Il tempo di Pasqua...

I cinquanta giorni dalla domenica di Risurrezione alla domenica di Pentecoste sono celebrati nella letizia e nella esultanza come un solo giorno di festa, anzi come una “grande domenica”.

"Norme generali sull’anno liturgico 22"


L’esperienza, non soltanto recente, pone alcuni interrogativi di non poco conto sul tempo pasquale.
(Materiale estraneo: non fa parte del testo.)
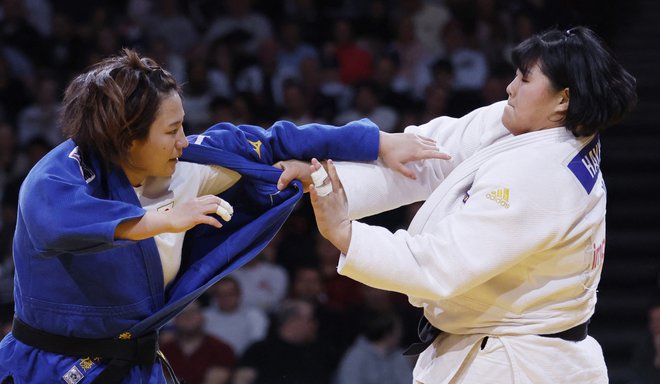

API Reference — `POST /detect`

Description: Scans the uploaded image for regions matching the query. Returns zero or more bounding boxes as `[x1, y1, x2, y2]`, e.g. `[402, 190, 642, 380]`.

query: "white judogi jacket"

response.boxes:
[337, 102, 607, 383]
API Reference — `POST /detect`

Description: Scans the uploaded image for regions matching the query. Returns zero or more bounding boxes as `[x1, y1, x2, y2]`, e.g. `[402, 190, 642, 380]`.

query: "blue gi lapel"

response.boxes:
[125, 144, 303, 335]
[107, 167, 165, 311]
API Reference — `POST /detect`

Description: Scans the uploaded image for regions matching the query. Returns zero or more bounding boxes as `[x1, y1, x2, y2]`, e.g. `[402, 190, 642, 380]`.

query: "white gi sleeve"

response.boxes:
[335, 102, 509, 219]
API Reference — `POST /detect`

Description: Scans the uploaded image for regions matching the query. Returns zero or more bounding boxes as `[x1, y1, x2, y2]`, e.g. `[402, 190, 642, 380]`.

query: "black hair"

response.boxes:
[511, 27, 637, 137]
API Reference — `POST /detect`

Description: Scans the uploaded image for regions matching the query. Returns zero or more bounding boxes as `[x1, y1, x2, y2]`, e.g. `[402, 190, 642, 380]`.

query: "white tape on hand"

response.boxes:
[312, 167, 332, 196]
[215, 199, 234, 221]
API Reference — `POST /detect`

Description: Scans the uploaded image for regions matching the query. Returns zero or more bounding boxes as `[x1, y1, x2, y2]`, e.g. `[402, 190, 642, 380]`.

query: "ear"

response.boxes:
[556, 88, 570, 113]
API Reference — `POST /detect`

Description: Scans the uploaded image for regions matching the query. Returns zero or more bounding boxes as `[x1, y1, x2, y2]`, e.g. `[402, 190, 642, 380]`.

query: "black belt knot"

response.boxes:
[12, 317, 176, 384]
[403, 315, 591, 356]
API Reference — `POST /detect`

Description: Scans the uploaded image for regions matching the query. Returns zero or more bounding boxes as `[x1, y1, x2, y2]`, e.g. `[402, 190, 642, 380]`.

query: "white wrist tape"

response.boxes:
[215, 199, 234, 221]
[312, 167, 332, 196]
I mutati ritmi sociali, l’avvento di temperie culturali distanti da una mentalità fortemente condizionata dal calendario ecclesiastico, esigenze “pastorali” impellenti ma distratte rispetto alla prassi e alla teologia della iniziazione cristiana, percorsi di devozione mariana e, non ultimo, le fughe vacanziere delle domeniche di maggio, certamente non aiutano fedeli e operatori pastorali nella comprensione e nella celebrazione di quello che già Tertulliano denominava “laetissimum spatium”. Permane il riferimento a uno spazio temporale sufficientemente lungo, ma esso viene impiegato per “funzioni” distanti dalla laetitia pasquale. Difficilmente questo tempo è vissuto come tempo della mistagogia e, pertanto, capace di influenzare la spiritualità delle intere comunità cristiane. Anche l’intensità e l’entusiasmo delle iniziative pastorali programmate per la Quaresima sembra sfuocarsi dopo la celebrazione del Triduo e le attività parrocchiali sembrano piuttosto proiettate verso la preparazione delle proposte estive. La stessa celebrazione dei sacramenti iniziatici indulge sovente a motivazioni sentimentali (non è una novità che tante “prime comunioni” trovino la loro collocazione nel mese di maggio in quanto mese della primavera per eccellenza, della mamma e del rosario) piuttosto che al fondamento solido della Pasqua di Cristo nella quale l’uomo diventa creatura nuova nel Battesimo e nella partecipazione eucaristica grazie all’azione dello Spirito.

Eppure, fin dalle riforme del 1951, è chiara la volontà di far emergere l’unità del tempo pasquale in quanto tempo dell’esultanza per la risurrezione del Signore e per la rinascita dei figli della Chiesa come è comprovato dai tanti testi eucologici. La denominazione “domeniche di Pasqua” delle quali quella della Risurrezione ne è la prima, i testi di preghiera, la sistemazione del Lezionario, consentono di cogliere questo tempo come unitario nel quale si distende l’esperienza pasquale dei discepoli di Cristo. È «la celebrazione pasquale nel tempo sacro dei cinquanta giorni» secondo l’orazione colletta della Messa vespertina nella Vigilia della domenica di Pentecoste.

A questa ricca sorgente devono sostare le comunità per mantenere desta la tensione accumulata nell’itinerario quaresimale e che ha trovato il suo picco nella celebrazione dei tre giorni pasquali.